The primary mechanism we want to use for mirroring the kernel networking state is to listen to existing netlink notifications to learn the networking state and keep in sync with the kernel. Netlink will provide an accurate view of the configured state and should provide notifications about derived state. We expect there to be gaps in what netlink notifications provide so we will need to consider:
- Pushing patches upstream to fill the netlink gaps (slow and not guaranteed to be accepted)
- Using BPF kprobes to provide an additional notification stream
A significant gap when using netlink to mirror state is that stats need to flow in the opposite direction.
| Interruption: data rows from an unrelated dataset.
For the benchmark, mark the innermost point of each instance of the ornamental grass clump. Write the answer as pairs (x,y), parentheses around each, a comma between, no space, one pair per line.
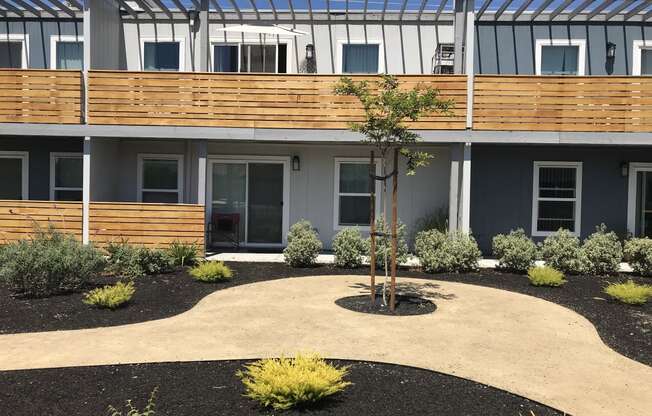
(629,292)
(545,276)
(211,271)
(111,296)
(515,251)
(284,383)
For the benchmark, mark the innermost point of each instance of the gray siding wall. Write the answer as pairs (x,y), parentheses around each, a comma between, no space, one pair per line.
(510,48)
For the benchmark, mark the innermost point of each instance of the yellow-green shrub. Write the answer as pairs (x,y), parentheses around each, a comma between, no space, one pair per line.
(629,292)
(211,271)
(282,383)
(545,276)
(110,296)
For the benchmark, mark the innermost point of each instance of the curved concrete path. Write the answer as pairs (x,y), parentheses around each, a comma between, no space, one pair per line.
(511,341)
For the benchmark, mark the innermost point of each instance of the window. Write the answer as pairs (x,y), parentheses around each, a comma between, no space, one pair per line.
(560,57)
(557,197)
(360,58)
(162,56)
(352,196)
(66,176)
(160,178)
(14,173)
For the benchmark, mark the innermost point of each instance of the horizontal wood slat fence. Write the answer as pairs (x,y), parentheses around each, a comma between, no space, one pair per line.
(247,100)
(40,96)
(563,103)
(19,219)
(152,225)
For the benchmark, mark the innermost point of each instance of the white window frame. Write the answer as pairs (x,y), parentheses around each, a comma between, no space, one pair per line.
(581,52)
(54,39)
(180,174)
(24,39)
(53,158)
(182,50)
(340,52)
(637,55)
(24,157)
(337,194)
(536,199)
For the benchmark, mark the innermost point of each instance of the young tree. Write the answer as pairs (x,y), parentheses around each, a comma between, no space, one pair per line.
(387,109)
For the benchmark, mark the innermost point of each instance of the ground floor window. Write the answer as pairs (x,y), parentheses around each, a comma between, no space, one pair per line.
(557,197)
(160,178)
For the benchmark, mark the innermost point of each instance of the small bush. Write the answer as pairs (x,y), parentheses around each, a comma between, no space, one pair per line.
(51,262)
(284,383)
(303,246)
(561,251)
(211,271)
(629,292)
(349,248)
(514,251)
(441,252)
(111,296)
(601,253)
(545,276)
(638,253)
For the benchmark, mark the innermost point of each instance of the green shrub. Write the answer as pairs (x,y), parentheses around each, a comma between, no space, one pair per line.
(303,246)
(51,262)
(349,248)
(384,243)
(211,271)
(601,252)
(515,251)
(545,276)
(638,253)
(136,261)
(284,383)
(629,292)
(182,254)
(442,252)
(561,251)
(111,296)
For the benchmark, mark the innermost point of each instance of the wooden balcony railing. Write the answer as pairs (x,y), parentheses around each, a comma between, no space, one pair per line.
(40,96)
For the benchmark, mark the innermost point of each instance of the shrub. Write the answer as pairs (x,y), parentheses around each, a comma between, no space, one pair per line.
(545,276)
(303,246)
(284,383)
(211,271)
(182,254)
(561,251)
(638,253)
(51,262)
(441,252)
(111,296)
(349,248)
(384,243)
(136,261)
(601,253)
(629,292)
(514,251)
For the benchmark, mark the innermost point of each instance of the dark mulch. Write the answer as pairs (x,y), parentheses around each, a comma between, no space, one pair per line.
(405,305)
(211,388)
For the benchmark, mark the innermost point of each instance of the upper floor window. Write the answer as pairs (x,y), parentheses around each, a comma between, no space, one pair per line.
(162,56)
(560,56)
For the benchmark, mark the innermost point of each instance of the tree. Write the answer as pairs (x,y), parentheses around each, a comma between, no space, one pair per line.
(387,109)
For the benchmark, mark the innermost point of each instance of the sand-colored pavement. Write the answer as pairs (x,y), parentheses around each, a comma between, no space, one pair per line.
(511,341)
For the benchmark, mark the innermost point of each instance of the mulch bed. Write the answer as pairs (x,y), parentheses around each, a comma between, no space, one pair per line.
(626,329)
(211,388)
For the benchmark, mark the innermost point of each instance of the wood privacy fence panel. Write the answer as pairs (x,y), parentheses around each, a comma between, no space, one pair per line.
(563,103)
(40,96)
(19,219)
(246,100)
(153,225)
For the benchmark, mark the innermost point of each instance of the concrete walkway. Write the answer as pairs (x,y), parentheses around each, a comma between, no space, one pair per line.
(511,341)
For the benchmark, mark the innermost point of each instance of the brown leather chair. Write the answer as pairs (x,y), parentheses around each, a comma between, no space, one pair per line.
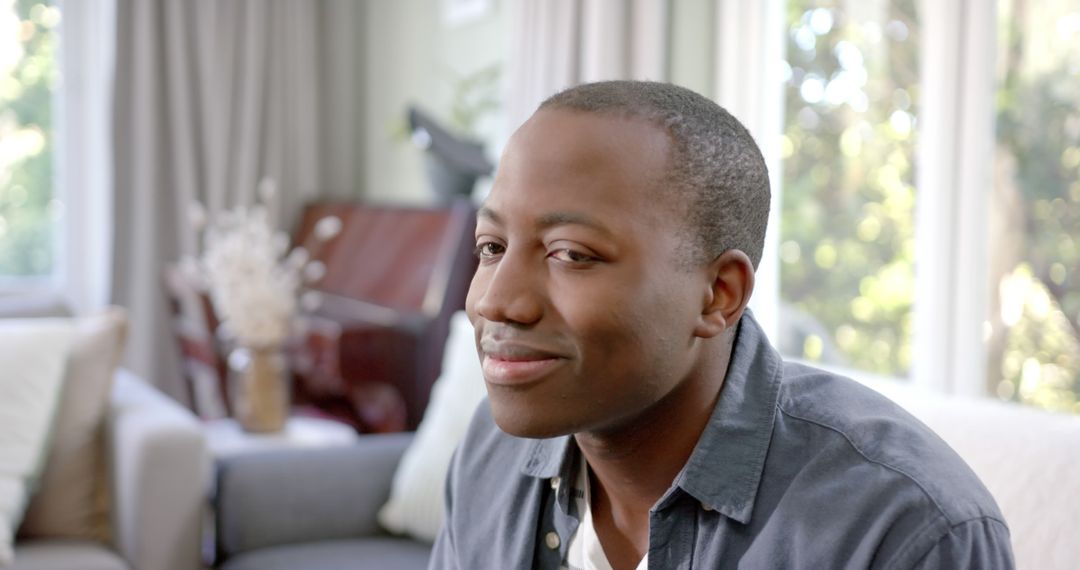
(373,349)
(394,275)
Stats are normally collected by the kernel but stats for hardware offloaded flows are typically collected by drivers on demand when a netlink stats request is received. It will be necessary to hook in to the request for stats and populate the values using an out-of-band mechanism. We envisage using a BPF "firmware" program to populate the stats structures from data collected into BPF maps by a user space process. We need to explore the following approaches:
- Using BPF struct_ops as a way to attach a BPF program to the FLOW_CLS_STATS command in a netdev (implies UAPI changes which is discouraged)
- Using a combination of BPF kprobes and kfuncs to achieve the same thing (worse UX)
Another known gap with netlink notifications is that the kernel also uses notifiers to inform drivers about offloadable state. These notifiers include the switchdev notifier which is used to push MAC and VLAN offloads to drivers and the FIB notifier which is used to push L3 forwarding rules offloads to drivers. The proof of concept bpf-notifier uses BPF kprobes that attach to the notifiers to send the notifications to user space via BPF ring buffers.
The previously discussed offload methods are passive, either listening to netlink notifications entirely in user space or using kprobes to eavesdrop the notifiers and pass the notifications on to user space.
A more active approach to extending hardware offload would be to provide explicit hooks where BPF programs implement the hardware offload APIs on behalf of a driver. The offload mechanism could be one of:
- Passing the offload request to user space where it can be fulfilled asynchronously.
- Using kfuncs to directly implement the offload within the driver (security / sandbox limitations are unknown)
This method of using BPF firmware for drivers is attractive because it decouples offload feature development from the upstream kernel development and release life cycle. It is also an explicit integration with the kernel offload APIs that gives the kernel visibility of success or failure.
TODO
In phase 1 we propose to investigate a minimum viable product:
- Netlink notifications for mirroring networking state to the DPU hardware.
- Implement BPF struct_ops for the flow offload API and use it to integrate hardware stats collection into a driver.
The proof of concept implementation can be done in the netdevsim driver which exists to test driver APIs without requiring any hardware.
In phase 2 we propose to investigate using BPF firmware to implement hardware offloads from within a driver:
- Extend the struct_ops from phase 1 to add hardware offload operations
- Investigate using BPF kfuncs to implement the hardware control part of the offload mechanism.
In phase 3 we propose to investigate enabling entirely new types of offload without needing to upstream new APIs into the kernel.